La cathédrale primitive Notre-Dame de Paris constitue au Moyen Âge, avec la basilique Saint-Étienne et le baptistère Saint-Jean-le-Rond, l'ecclésia du diocèse de Paris, le groupe épiscopal qui a précédé, du VIe au XIIe siècle, la cathédrale Notre-Dame de Paris de l'évêque Maurice de Sully. Les travaux de Jean Hubert faisant de Saint-Étienne et Notre-Dame une cathédrale double ont été remis en question par les recherches les plus récentes.

HistoriqueModifier

Jean Hubert versus Victor MortetModifier

Renversant la thèse soutenue en 1888 par Victor Mortet[2] et dont les conclusions furent jusqu'en 1938 admises par l'archéologie, Jean Hubert[3] place Saint-Étienne à l'ouest de la cathédrale actuelle, et la cathédrale primitive Notre-Dame plus à l'est, sur l'emplacement du chœur[4].

Selon Victor Mortet, l'église dont le mur occidental s'élevait à environ 40 mètres en avant de la façade actuelle aurait été consacrée à Notre-Dame et aurait été utilisée jusqu'à la fin du XIIe siècle.
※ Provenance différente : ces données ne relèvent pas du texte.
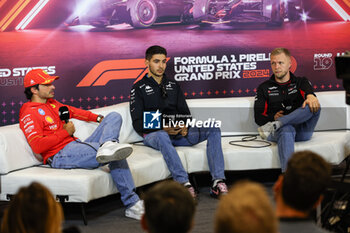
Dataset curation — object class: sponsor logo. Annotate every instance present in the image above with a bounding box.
[45,116,54,124]
[23,121,34,128]
[38,108,45,116]
[143,110,162,129]
[49,124,57,130]
[24,125,34,134]
[242,69,270,78]
[314,53,333,70]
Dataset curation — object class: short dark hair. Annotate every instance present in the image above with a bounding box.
[282,151,331,212]
[145,45,167,60]
[0,182,64,233]
[271,48,292,58]
[24,84,39,100]
[144,181,195,233]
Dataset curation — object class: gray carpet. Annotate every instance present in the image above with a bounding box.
[60,170,279,233]
[65,187,218,233]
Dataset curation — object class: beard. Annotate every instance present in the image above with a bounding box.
[149,67,164,78]
[274,71,289,80]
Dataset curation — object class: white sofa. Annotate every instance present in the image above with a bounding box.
[0,91,350,218]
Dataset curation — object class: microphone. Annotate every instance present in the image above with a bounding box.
[58,106,70,123]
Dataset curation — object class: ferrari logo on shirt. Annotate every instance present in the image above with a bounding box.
[38,108,45,116]
[45,116,54,124]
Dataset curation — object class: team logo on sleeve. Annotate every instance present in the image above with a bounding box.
[45,116,53,124]
[38,108,45,116]
[143,110,162,129]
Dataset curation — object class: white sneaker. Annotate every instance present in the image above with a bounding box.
[258,121,281,139]
[96,141,132,163]
[125,200,145,220]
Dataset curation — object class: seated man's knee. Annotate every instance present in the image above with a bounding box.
[145,130,171,144]
[105,112,123,122]
[278,125,295,136]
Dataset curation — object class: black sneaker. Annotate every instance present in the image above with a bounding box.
[185,184,197,199]
[210,181,228,198]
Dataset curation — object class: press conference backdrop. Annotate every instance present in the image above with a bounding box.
[0,0,350,125]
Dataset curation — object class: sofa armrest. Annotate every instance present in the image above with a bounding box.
[0,124,40,174]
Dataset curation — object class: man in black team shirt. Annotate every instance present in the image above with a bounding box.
[254,48,321,172]
[130,46,227,197]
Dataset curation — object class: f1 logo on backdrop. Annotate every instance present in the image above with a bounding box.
[314,53,333,70]
[143,110,162,129]
[77,57,170,87]
[77,59,147,87]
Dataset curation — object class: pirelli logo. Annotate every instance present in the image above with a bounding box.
[77,58,147,87]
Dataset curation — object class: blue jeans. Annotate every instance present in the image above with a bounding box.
[51,112,139,208]
[267,105,321,172]
[143,127,225,183]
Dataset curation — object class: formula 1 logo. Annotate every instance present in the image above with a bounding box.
[77,59,147,87]
[143,110,162,129]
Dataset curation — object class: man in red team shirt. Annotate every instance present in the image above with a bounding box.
[19,69,144,219]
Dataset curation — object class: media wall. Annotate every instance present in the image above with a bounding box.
[0,0,350,125]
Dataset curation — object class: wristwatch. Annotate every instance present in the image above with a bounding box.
[96,115,103,123]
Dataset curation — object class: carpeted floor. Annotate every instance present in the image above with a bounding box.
[59,170,279,233]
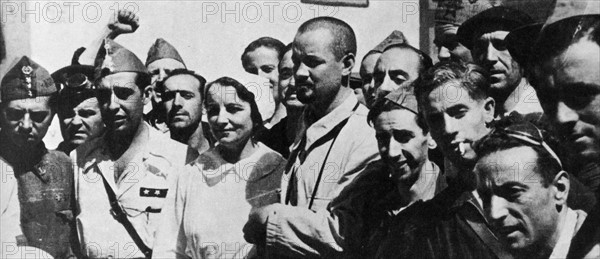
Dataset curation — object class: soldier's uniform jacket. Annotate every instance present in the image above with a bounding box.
[0,143,73,258]
[72,123,187,258]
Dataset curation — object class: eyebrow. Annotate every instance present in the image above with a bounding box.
[561,82,600,94]
[388,69,410,79]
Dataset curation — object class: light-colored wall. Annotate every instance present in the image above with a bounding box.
[0,0,419,148]
[0,0,419,80]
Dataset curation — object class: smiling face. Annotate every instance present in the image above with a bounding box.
[360,52,381,105]
[473,31,522,97]
[536,38,600,162]
[373,109,429,182]
[292,29,352,107]
[475,146,568,253]
[58,97,104,147]
[244,46,282,104]
[162,74,202,129]
[0,97,54,148]
[423,81,494,165]
[98,72,145,139]
[206,84,254,149]
[373,48,421,98]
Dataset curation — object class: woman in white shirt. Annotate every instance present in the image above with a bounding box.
[153,77,286,258]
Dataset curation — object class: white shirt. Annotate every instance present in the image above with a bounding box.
[153,143,286,258]
[73,123,187,258]
[0,157,23,255]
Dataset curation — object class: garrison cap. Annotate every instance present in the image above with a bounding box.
[367,30,408,55]
[146,38,187,67]
[385,89,419,114]
[0,56,56,102]
[94,39,149,80]
[505,0,600,65]
[52,48,94,92]
[434,0,493,26]
[457,6,535,49]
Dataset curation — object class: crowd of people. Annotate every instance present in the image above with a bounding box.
[0,0,600,259]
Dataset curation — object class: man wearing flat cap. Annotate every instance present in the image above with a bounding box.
[0,56,73,258]
[457,6,542,116]
[433,0,492,62]
[72,39,187,258]
[52,48,104,155]
[508,0,600,258]
[144,38,187,132]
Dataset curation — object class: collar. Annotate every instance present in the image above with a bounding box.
[300,94,358,153]
[549,207,587,258]
[503,77,543,115]
[77,121,154,175]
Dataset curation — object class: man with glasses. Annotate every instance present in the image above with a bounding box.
[0,56,73,258]
[475,117,587,258]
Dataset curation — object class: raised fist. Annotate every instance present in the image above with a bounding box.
[108,9,140,39]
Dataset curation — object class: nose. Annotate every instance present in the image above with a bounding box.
[173,93,183,107]
[554,101,579,126]
[70,115,83,128]
[484,43,498,65]
[20,113,33,133]
[294,63,308,82]
[489,195,508,220]
[377,75,399,95]
[444,114,457,135]
[387,140,403,160]
[438,46,450,60]
[217,109,229,127]
[106,90,119,114]
[157,69,167,82]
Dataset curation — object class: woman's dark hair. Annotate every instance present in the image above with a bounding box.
[242,37,285,67]
[204,76,263,137]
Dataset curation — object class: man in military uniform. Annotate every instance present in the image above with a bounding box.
[144,38,187,132]
[73,39,187,258]
[0,56,73,258]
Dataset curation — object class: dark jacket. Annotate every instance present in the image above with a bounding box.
[370,187,510,259]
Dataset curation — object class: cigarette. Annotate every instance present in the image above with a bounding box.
[458,142,467,156]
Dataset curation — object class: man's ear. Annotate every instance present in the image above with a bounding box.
[142,85,156,105]
[427,133,437,149]
[342,53,356,76]
[482,97,496,123]
[552,171,571,205]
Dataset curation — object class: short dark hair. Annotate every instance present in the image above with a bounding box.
[415,61,490,107]
[156,68,206,95]
[298,16,356,61]
[367,98,429,134]
[279,42,292,61]
[204,76,263,136]
[534,15,600,62]
[242,37,285,67]
[474,116,562,187]
[383,43,433,78]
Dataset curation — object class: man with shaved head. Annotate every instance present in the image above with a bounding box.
[244,17,379,257]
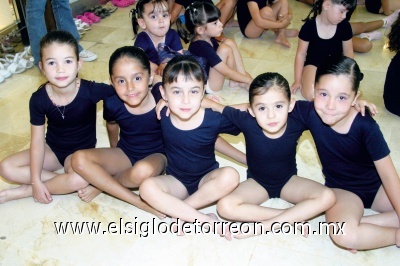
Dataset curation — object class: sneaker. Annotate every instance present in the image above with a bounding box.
[79,50,97,62]
[382,9,400,28]
[360,30,383,41]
L'abside retrouvée sous le sol du chœur de l'actuelle cathédrale aurait été celle de Saint-Étienne[4].

Jean Hubert démontre que l'église primitive Notre-Dame occupait l'emplacement d'une partie de la nef, du transept et de la première travée double du chœur de la cathédrale actuelle, et que l'église dont le mur occidental s'élevait à environ 40 mètres en avant de la façade actuelle est l'ancienne église mérovingienne de Saint-Étienne abandonnée à partir 857 et en ruines en 1112[4].
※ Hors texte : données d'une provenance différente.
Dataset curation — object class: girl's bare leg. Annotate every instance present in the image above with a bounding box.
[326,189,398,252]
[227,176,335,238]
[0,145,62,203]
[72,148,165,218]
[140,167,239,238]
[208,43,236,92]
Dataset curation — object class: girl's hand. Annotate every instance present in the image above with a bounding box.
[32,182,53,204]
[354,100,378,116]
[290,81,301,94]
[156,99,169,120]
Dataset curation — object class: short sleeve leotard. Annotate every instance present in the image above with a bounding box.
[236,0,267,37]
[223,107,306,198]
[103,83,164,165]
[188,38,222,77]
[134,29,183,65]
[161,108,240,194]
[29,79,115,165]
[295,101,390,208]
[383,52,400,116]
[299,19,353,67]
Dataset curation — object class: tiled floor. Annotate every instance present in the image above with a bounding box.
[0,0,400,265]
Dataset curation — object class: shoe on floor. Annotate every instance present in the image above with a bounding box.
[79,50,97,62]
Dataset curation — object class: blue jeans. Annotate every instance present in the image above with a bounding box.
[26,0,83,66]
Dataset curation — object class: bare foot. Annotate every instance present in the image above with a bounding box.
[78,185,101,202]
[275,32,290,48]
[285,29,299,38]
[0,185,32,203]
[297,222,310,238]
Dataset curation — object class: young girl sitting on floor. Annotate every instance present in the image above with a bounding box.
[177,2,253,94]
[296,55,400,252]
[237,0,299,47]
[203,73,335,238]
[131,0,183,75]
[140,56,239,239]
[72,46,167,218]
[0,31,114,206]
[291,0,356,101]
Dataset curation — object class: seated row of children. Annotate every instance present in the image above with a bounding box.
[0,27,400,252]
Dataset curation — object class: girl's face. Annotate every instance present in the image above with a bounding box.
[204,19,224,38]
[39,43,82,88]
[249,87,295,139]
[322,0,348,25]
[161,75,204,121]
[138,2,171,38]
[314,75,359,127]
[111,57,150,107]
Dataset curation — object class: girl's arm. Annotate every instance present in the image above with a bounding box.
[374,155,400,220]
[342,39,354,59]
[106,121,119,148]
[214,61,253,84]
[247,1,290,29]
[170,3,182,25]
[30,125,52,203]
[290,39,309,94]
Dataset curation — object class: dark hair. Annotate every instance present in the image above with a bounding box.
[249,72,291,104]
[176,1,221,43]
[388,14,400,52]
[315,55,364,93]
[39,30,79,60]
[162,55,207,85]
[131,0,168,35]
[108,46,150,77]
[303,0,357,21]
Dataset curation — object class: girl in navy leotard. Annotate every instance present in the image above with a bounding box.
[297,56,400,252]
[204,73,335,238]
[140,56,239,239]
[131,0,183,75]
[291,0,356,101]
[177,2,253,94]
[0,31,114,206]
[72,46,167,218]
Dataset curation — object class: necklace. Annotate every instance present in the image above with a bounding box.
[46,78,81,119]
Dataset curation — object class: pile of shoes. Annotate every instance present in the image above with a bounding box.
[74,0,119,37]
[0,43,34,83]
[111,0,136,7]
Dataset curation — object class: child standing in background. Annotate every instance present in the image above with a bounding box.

Notre-Dame forme avec Saint-Étienne une cathédrale double qui, accompagnée par le baptistère Saint-Jean-le-Rond, constitue au Moyen Âge l'ecclésia du diocèse de Paris, le groupe épiscopal qui a précédé, du VIe au XIIe siècle, la cathédrale Notre-Dame de Paris de l'évêque Maurice de Sully[5].
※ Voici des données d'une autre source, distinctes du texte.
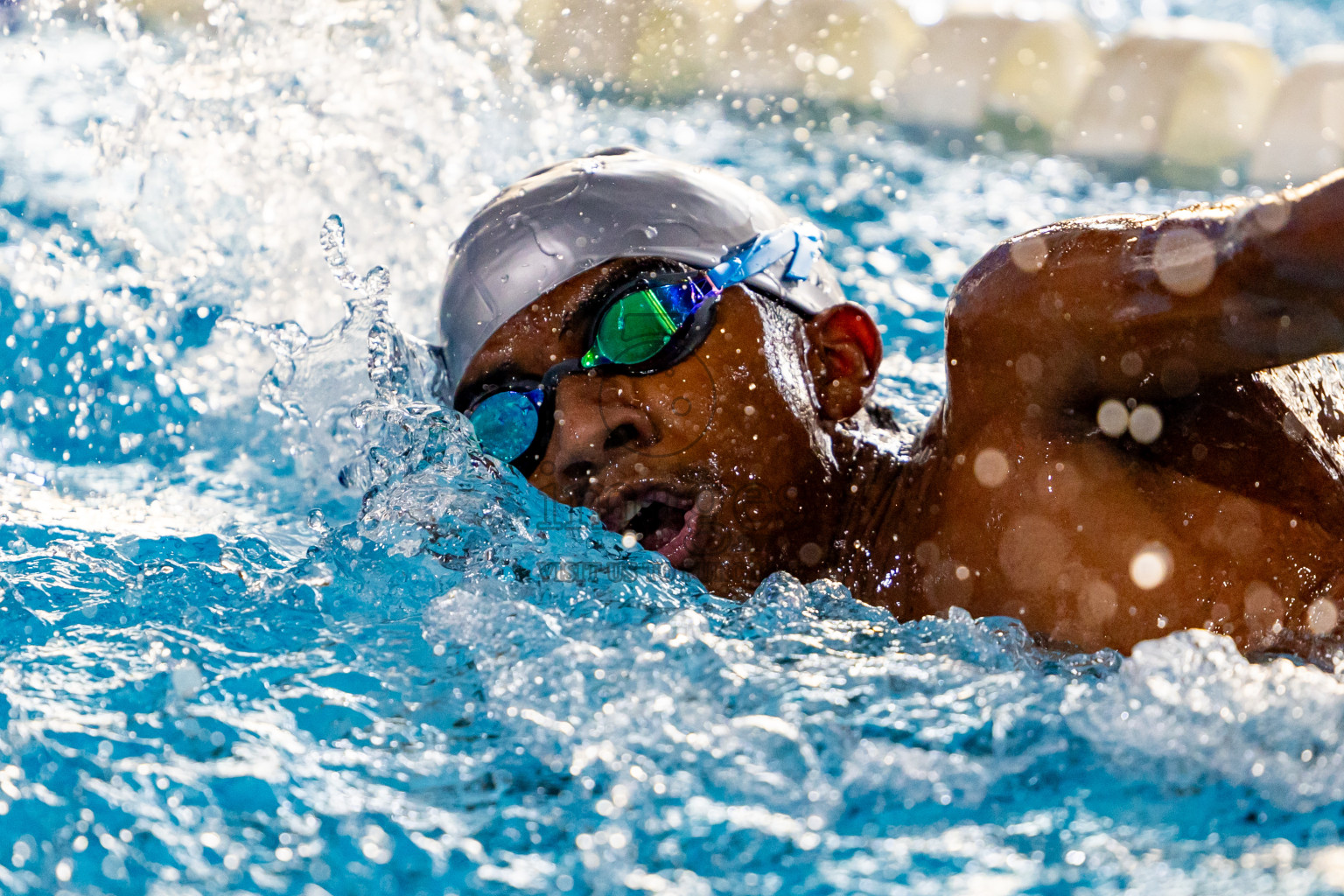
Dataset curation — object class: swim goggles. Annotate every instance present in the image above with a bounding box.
[457,223,822,475]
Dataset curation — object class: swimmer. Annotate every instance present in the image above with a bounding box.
[441,150,1344,654]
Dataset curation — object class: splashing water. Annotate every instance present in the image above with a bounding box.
[10,0,1344,894]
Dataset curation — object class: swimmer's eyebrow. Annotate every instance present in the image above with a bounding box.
[559,258,684,336]
[457,361,529,404]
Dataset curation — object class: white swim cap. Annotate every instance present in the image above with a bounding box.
[439,148,844,388]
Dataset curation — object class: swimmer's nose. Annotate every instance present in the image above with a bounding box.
[547,376,657,494]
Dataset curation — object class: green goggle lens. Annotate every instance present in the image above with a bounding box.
[592,289,677,364]
[471,392,539,464]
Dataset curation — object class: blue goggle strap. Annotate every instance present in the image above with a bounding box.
[705,221,824,290]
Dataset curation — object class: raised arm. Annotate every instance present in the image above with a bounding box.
[946,169,1344,440]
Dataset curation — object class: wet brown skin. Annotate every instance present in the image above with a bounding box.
[464,172,1344,654]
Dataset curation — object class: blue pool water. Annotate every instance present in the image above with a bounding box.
[8,0,1344,896]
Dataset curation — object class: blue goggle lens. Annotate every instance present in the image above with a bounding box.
[468,392,539,464]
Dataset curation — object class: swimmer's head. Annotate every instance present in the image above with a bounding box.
[441,150,880,590]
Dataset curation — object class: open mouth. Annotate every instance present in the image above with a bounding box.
[601,487,700,564]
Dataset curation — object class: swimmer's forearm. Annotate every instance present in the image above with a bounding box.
[948,173,1344,430]
[1247,169,1344,296]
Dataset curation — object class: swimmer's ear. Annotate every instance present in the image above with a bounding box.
[804,302,882,421]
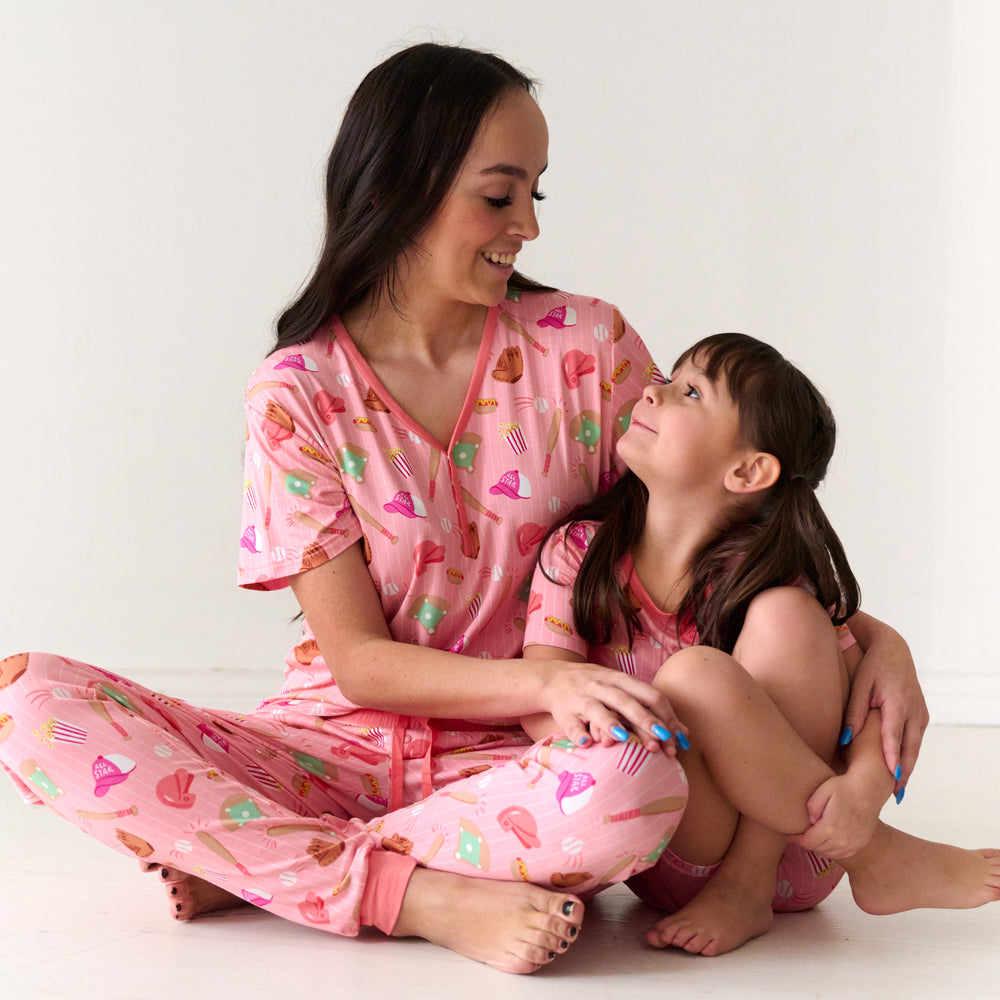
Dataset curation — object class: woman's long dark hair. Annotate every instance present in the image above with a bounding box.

Après le sac de Paris par les Normands, Saint-Étienne est progressivement abandonnée, Notre-Dame, dont le vocable est connu depuis le VIIe siècle, est reconstruite, encore plus grande, et devient le siège principal de l'évêché. Le chapitre de la cathédrale prend le nom de cloître Notre-Dame. Sa limite est connue par un acte de Louis VI définissant en 1112 le droit de voirie de l'évêque. La porte du cloître se trouve alors contre le baptistère de Saint-Jean-le-Rond. Le droit de l'évêque s'exerce sur sur le terrain de Notre-Dame, sur l'espace pris entre les ruines de Saint-Étienne et sur un territoire s'étendant depuis le mur de Saint-Étienne jusqu'à la Seine, en passant devant la cour de l'évêque, à l'ouest du palais épiscopal. L'emplacement compris entre Notre-Dame et l'ancien chevet de Saint-Étienne où se trouvent des maisons canoniales appartient au chapitre. L'extrémité sud-ouest du cloître Notre-Dame se trouve contre les restes de Saint-Étienne, sous la place du parvis actuel. Notre-Dame fait alors l'objet d'une restauration importante et est dotée d'une nouvelle couverture en 1124. Suger fait don vers 1145 d'un vitrail illustrant le Triomphe de la Vierge[4].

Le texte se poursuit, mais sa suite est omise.